High context switch rate

Use this topic to learn how to find threads that are frequently context switching—degrading your title's performance. Context switching is the process of storing the state of a thread so that it can be restored to resume execution at a later point in time. Rapid context switching between threads is expensive in terms of CPU utilization. Each context switch takes the kernel about 5 μs (on average) to process. However, the resulting Cache misses add additional execution time that is difficult to quantify. The more frequent the context switches, the more your CPU utilization degrades. Each title is different, but a reasonable goal is to have fewer than 1,000 context switches per second, per core.

PIX

PIX can't provide you with the number of context switches per second that the title is performing, but it can give you a very good idea of when the context-switch rate is too high.

To determine when the context switch rate is too high

  1. Generate a Timing Capture. For more information, see Common steps.

  2. Focus your attention on the CPU cores in the Timeline view (see figure 1). The red tick lines represent context switches. In this case, cores 1 through 5 show a solid red line for an entire second of the capture. While this is an extreme example, areas with a high density of red are a good indication that there are too many context switches in your title.

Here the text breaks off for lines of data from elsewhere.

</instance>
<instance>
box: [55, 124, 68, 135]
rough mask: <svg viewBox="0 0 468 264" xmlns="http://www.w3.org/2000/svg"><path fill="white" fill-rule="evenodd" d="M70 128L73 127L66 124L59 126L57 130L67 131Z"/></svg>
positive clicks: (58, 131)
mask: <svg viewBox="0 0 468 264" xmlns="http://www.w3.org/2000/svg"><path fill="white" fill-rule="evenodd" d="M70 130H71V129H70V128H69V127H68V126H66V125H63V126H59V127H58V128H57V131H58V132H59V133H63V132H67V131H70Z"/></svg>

    Figure 1. PIX Timing Capture that shows which CPU cores have a very high number of context switches.

    Screenshot of a PIX Timing Capture that shows which CPU cores have a high number of context switches.

  3. Zoom in to inspect one frame (see figure 2). This example spans just 30 ms. Most of the timeline looks completely red, which indicates many rapid context switches. Such a densely red timeline is a strong indicator that the context switch rate is too high.

    Figure 2. Zooming-in to a 30 ms section of a Timing Capture that shows a high number of context switches.

     Screenshot of a zoomed-in view of a 30 ms section of a Timing Capture that shows a high number of context switches.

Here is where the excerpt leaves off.